On Sat, 29 Jan 2005 17:17:38 -0800, Graham Percival <address@hidden> wrote:

On 28-Jan-05, at 8:28 AM, Yuval Harel wrote:
This example is a very useful. Until now I didn't understand why the two different syntaxes
<< {} {} >> and << {} \\ {} >> were necessary.
I think it should appear in the documentation (with the addition of \voiceOne and \voiceTwo to avoid collisions and the "Too many clashing notecolumns." warning), along with explanation that the << \\ >> approach produces separate voices, and some examples showing
how voice flow in and out of such constructs (perhaps using slurs).
I'm willing to write this (and send it to the development list? to Graham?)

Great!  Please send it to lilypond-devel.

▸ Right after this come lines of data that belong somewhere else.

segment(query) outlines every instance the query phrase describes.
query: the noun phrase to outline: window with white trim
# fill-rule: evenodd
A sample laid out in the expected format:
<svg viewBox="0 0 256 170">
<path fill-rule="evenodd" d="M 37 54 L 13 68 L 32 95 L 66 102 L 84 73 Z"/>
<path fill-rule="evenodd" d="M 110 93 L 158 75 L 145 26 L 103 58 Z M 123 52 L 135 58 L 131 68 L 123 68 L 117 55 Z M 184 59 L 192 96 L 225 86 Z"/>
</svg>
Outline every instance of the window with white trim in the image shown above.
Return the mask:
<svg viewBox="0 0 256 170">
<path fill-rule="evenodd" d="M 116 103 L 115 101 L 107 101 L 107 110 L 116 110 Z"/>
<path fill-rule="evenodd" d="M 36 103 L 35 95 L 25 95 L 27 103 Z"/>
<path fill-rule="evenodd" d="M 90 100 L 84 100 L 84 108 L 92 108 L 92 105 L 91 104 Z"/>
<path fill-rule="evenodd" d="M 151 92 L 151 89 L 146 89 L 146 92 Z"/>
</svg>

I've updated the polyphony docs somewhat in 2.5.x; please have a look at them
and suggest changes / additions.

Cheers,
- Graham



Hi,

I'm working on updating the polyphony documentation. However, there are some things I want to write about, but don't understand well enough, so here are some questions:

1) What is the meaning of \shiftXXX commands (i.e. the meaning of the #'horizontal-shift property), and how does Lilypond resolve collisions between voices? The best guess I have at how this work is this cumbersome description:
When two notes appear in two different voices simultaneously:
- If both voices have the same shift and stem direction, the two notes are vertically alligned, no collision resolution is not attempted, and a warning is produced. - If the voices have the same shift in different stem directions, the notes are vertically alligned, unless collision resolution shifts them horizontally. - If the voices have different shift, they will never be alligned. If possible, only the note with the greater horizontal-shift will be shifted, in the direction clockwise to the stem direction. I tried experimenting a bit to verify that, but it appears to be wrong, e.g. in:
\new Staff \transpose c c' { <<
    {\stemUp a'}
    \new Voice {\stemUp c}
    \new Voice {\shiftOn \stemUp a}

all voices are alligned horizontally. Removing the {c} makes the two {a}s not be alligned. Also, why do shifts exist at all, instead of being a part of the collision-resolution mechanism? The only use I see for the seperation is to bypass the collision-resolution by defining both voices with the same shift and stem direction (the same \voiceXXX command}. But I suspect this is not the reason, since doing so produces a warning.

2) What is the exact meaning of "\\". For example, what is the meaning of constructs only partially divided by "\\", such as:
<< {..} {..} \\ {..} >>
and why?

3) The current documentation notes that voices in << {...} \\ {...} >> constructs are named "1","2" etc. What is the name of the main voice (outside of these constructs)?